Лачи строжайше повторил запрет полукровке: сидеть возле палаток и не высовываться. Напомнил, кто прибыл с южанами… мог бы и не напоминать. А спустя еще короткое время Лачи со свитой покинули собственную стоянку. В лагере осталось несколько стражей и слуги из приисковых рабочих.

Начался дождь, несколько коротких плесков, будто с неба по очереди вылили содержимое лоханей. Потом наконец показалось солнце.


По вышитому подолу полз огромный бронзовый жук — не возражал, когда Огонек погладил пальцем его жесткую блестящую спинку. А после второй порции ласки взлетел с недовольным гудением.

Огонек одернул штаны, расправил складки туники, перехваченной кожаным пояском. “Ну и зачем я тут им понадобился?” недоумевал он, изнывая безделья и непонимания, что к чему.

В тысячный раз огляделся. Ему велели сидеть на месте, но… как усидишь? Конечно, он не собирался мешать разговорам Сильнейших. Но не увидеть хоть краем глаза… хоть людей их свиты посланцев Асталы… ладно, хотя бы рабочих Юга!

Неторопливо зашагал направо, к зарослям гибискуса, не скрываясь; его окликнули небрежно.

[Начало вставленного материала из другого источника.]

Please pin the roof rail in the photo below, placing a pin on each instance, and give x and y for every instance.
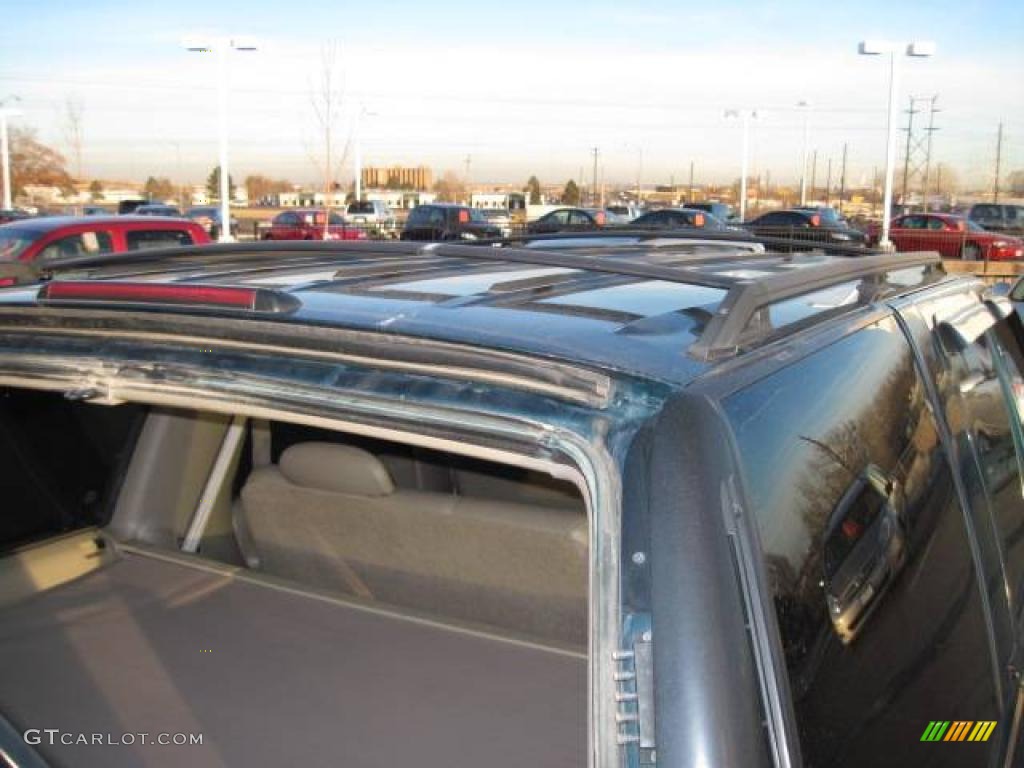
(722, 335)
(610, 232)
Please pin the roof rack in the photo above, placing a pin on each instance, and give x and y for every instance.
(778, 279)
(722, 334)
(743, 237)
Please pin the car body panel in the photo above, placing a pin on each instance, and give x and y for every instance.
(107, 233)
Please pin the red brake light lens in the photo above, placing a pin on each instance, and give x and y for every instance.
(223, 297)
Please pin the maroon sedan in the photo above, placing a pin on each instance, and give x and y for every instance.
(311, 223)
(64, 237)
(953, 237)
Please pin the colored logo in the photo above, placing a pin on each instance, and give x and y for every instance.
(958, 730)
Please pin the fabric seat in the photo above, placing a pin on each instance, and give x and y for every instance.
(330, 516)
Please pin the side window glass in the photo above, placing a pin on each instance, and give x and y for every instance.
(984, 411)
(865, 546)
(140, 240)
(83, 244)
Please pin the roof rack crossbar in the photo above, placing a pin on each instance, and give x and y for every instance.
(745, 298)
(568, 260)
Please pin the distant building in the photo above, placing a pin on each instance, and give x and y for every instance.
(499, 201)
(400, 199)
(335, 200)
(397, 177)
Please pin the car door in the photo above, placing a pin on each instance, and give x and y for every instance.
(1014, 219)
(552, 222)
(989, 216)
(942, 237)
(581, 221)
(873, 669)
(975, 361)
(908, 233)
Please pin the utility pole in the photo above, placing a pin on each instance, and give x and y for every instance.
(998, 160)
(842, 180)
(875, 185)
(639, 171)
(814, 171)
(928, 151)
(828, 184)
(906, 158)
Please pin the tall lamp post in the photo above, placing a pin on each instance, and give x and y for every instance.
(221, 47)
(806, 107)
(5, 114)
(895, 50)
(357, 154)
(744, 116)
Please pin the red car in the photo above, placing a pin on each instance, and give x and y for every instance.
(308, 223)
(953, 237)
(64, 237)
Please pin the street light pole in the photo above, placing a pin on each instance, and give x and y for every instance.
(803, 168)
(357, 154)
(744, 116)
(5, 153)
(221, 47)
(871, 48)
(5, 113)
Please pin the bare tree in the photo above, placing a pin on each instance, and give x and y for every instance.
(73, 113)
(327, 98)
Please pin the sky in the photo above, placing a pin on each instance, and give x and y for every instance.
(517, 88)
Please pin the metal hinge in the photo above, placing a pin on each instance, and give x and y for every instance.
(634, 676)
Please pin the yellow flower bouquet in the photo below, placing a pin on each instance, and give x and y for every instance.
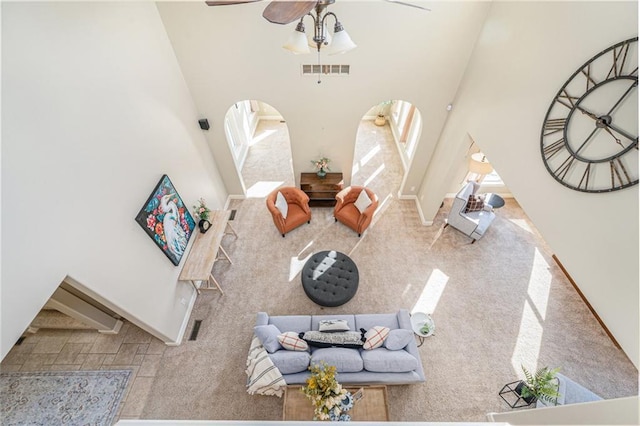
(330, 400)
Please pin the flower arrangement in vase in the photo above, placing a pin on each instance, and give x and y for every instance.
(322, 165)
(201, 211)
(330, 400)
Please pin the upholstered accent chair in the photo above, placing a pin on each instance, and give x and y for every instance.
(471, 223)
(296, 212)
(352, 211)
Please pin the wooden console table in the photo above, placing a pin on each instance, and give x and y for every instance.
(372, 407)
(321, 191)
(204, 253)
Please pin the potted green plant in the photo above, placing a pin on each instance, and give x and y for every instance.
(381, 119)
(542, 385)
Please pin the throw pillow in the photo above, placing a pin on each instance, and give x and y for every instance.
(268, 336)
(374, 338)
(363, 201)
(333, 325)
(398, 339)
(475, 204)
(342, 339)
(291, 342)
(281, 204)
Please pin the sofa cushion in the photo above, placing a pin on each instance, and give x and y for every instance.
(383, 360)
(281, 204)
(343, 339)
(268, 336)
(315, 321)
(474, 204)
(290, 362)
(368, 321)
(291, 342)
(333, 325)
(345, 360)
(398, 339)
(374, 337)
(363, 201)
(297, 323)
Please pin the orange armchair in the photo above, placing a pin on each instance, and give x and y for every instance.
(347, 213)
(298, 211)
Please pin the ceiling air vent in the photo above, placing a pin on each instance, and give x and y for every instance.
(325, 69)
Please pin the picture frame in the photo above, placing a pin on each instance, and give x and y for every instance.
(166, 220)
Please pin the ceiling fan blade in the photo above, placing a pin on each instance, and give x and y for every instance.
(228, 2)
(285, 12)
(409, 4)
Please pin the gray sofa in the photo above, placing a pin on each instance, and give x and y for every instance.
(472, 224)
(354, 366)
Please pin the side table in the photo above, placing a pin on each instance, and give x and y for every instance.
(419, 320)
(321, 191)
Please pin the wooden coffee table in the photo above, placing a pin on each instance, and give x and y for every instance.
(372, 407)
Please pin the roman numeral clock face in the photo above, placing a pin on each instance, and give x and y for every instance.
(589, 138)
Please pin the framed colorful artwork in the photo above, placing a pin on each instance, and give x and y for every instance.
(166, 220)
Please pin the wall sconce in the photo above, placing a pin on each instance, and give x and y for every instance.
(480, 166)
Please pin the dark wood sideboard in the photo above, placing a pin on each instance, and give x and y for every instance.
(321, 191)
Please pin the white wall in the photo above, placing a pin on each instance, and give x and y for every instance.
(526, 52)
(232, 53)
(94, 110)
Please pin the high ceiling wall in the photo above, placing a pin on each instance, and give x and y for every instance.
(522, 52)
(231, 53)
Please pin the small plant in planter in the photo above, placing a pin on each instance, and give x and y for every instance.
(380, 118)
(542, 385)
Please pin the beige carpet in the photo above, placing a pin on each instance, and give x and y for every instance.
(497, 304)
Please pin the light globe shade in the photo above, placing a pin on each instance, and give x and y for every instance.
(297, 43)
(341, 43)
(479, 165)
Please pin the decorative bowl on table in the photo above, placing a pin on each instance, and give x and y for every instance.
(422, 324)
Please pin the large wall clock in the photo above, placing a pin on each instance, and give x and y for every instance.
(589, 139)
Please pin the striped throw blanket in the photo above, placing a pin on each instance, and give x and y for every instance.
(263, 377)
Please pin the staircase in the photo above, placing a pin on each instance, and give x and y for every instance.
(50, 318)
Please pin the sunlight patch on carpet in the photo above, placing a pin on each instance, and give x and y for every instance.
(527, 347)
(297, 263)
(262, 189)
(262, 136)
(431, 293)
(521, 223)
(373, 175)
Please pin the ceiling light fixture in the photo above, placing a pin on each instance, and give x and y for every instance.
(339, 43)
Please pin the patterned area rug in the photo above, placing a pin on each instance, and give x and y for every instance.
(62, 398)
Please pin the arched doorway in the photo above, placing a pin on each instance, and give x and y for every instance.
(384, 148)
(259, 140)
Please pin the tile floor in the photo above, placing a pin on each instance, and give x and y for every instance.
(57, 350)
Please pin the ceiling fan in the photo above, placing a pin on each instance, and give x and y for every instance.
(286, 12)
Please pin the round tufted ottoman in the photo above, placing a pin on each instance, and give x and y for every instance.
(330, 278)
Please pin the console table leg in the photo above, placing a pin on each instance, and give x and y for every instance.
(233, 231)
(226, 255)
(212, 278)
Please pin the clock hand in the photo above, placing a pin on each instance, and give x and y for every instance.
(588, 113)
(624, 95)
(613, 136)
(621, 132)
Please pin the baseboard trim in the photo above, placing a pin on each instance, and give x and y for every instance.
(418, 207)
(185, 321)
(586, 302)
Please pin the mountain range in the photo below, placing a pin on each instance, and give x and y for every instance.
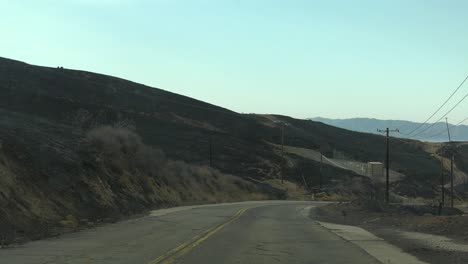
(411, 130)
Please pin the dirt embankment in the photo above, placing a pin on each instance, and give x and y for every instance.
(49, 186)
(416, 229)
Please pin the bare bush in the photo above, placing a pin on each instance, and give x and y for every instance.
(122, 151)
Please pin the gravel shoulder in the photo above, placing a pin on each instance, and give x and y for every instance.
(433, 239)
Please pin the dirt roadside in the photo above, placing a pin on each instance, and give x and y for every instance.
(433, 239)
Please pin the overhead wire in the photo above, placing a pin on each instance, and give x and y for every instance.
(446, 101)
(442, 117)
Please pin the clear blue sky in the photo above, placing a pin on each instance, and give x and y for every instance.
(395, 59)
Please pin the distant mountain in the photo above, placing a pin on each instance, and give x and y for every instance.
(437, 133)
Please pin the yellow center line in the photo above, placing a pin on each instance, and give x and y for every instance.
(170, 256)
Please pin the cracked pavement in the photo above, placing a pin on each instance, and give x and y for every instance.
(268, 232)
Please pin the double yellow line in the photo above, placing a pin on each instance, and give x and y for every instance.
(184, 248)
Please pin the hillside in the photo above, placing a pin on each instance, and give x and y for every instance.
(370, 125)
(78, 148)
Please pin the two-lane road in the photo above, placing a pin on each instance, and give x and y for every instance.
(253, 232)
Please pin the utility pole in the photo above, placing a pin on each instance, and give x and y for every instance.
(387, 162)
(282, 152)
(321, 171)
(451, 163)
(211, 151)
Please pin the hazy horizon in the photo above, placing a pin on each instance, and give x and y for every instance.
(394, 60)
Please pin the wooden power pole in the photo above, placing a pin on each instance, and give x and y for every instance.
(451, 153)
(387, 162)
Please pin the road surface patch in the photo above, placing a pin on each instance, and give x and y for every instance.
(186, 247)
(373, 245)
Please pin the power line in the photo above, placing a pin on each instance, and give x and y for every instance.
(443, 131)
(433, 124)
(446, 101)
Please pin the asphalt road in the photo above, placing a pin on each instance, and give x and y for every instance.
(268, 232)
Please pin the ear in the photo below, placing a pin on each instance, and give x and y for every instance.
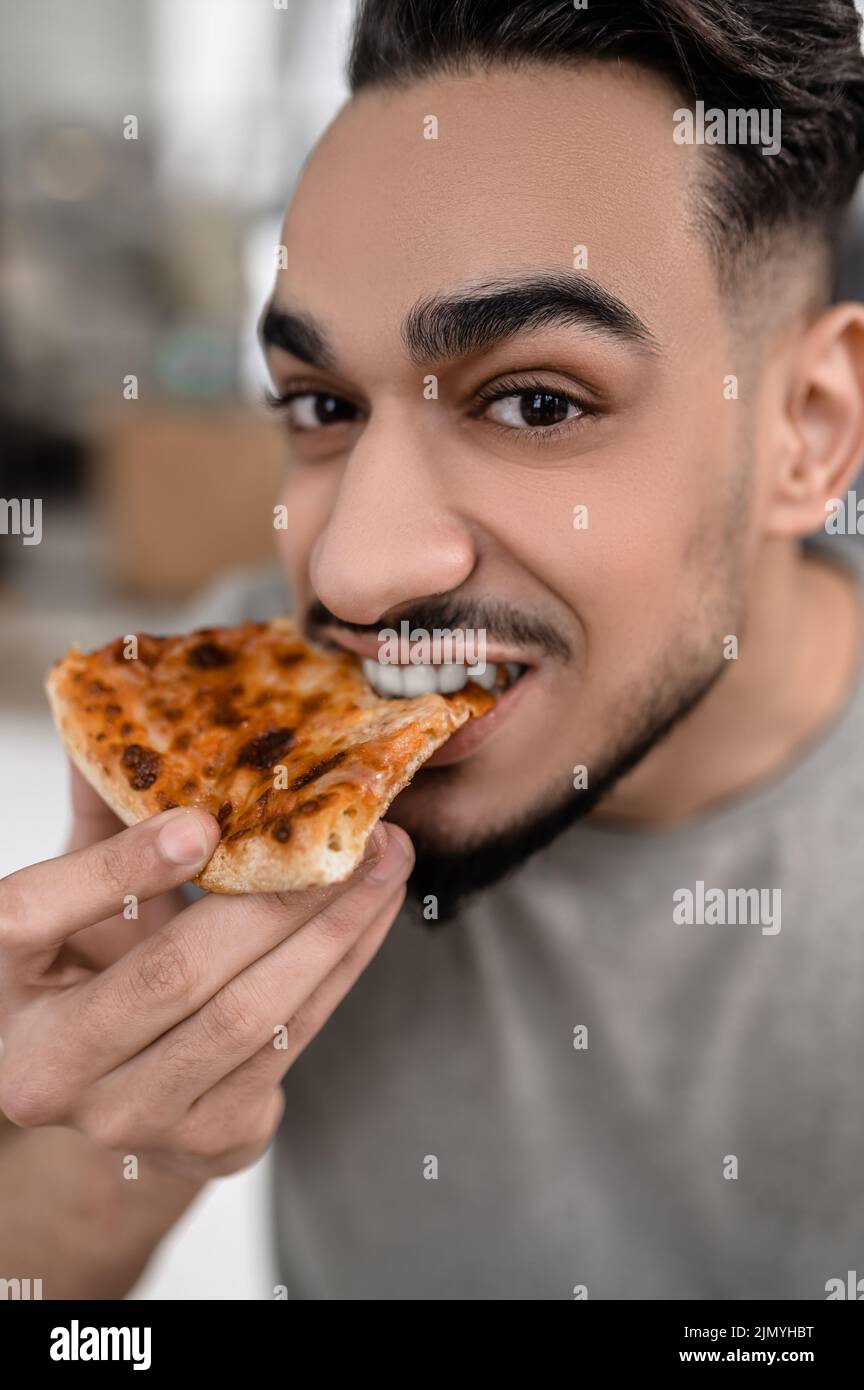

— Да приду я сейчас, куда я денусь, — громко и дружелюбно отозвался подросток. За ним никто не последовал — видимо, приказа сопровождать его совсем уж повсюду не было. Старался не спешить, и вести себя как можно тише; один раз показалось — сзади хрустнула ветка, словно кто-то шел за ним, но внимания не обратил. Опасных хищников здесь нет, а чужие — на другом конце долины.

**

Белая натянутая куполом ткань, помогая кронам, защищала людей от дождя. Южане прибыли раньше, но подданные Тейит тут все обустроили, а прислужники, направленные посольством Юга, лишь помогли завершить.

Лачи огляделся — обстановка походная, но несет следы роскоши, без которой Астала не может: золотые кисти над входом, на плетеном столике — чеканный кувшин, украшенный перламутром — произведение южных мастеров. В нем, очевидно, вино, а рядом стоят плошки с фруктами.

Перед столиком замерла жилистая высокая женщина. Рядом с ней — второй посланник, Толаи из Рода Икуи, с широким грубоватым лицом, массивный с виду; подле спутницы он смотрелся, как большой туалью рядом с водяным ужом. Оба встретили Лачи приветственным знаком. Третий человек, больше всего интересовавший Главу Хрусталя, стоял в углу шатра.

— Приветствую, Халлики-дани, — со скупой улыбкой проговорил Лачи.

— Мое имя Тумайни. Халлики — моя сестра.

— Вестники вечно что-нибудь перепутают, — не скрывая насмешки, чуть поклонился Лачи. Затем приветствовал и Толаи — менее почтительно, как младшего, и указал на изготовленные наспех деревянные сиденья. Полог надежно защищал от мороси, но под натянутой тканью казалось еще более душно, чем снаружи — не было ни ветерка.

— Хорошо, что прислали тебя, аньу. Вспоминается моя соправительница, и начинаешь чувствовать себя… почти по-домашнему.

Та не успела ответить — лишь губы дрогнули, готовясь произнести вежливую фразу. Наверное, вежливую — нет причин начинать с оскорблений.

— Вас целых трое. Неужто побоялись отпускать меньшим числом? — спросил Лачи. Он сказал правду — Тумайни напомнила ему Лайа, хоть в них не было ничего общего. А Лайа он любил дразнить. Южанка произнесла холодно:

— Если считать по северным меркам, нас, напротив, слишком мало. Ведь ты — целая половина вашего… союза. Но к делу.

— Что ж, я с радостью выслушаю тебя.

Тумайни переплела пальцы — тонкие, смуглые, со следами от узких колец; сейчас — сняла, решила, что могут помешать. Она драться, что ли, собирается? Прямо руками?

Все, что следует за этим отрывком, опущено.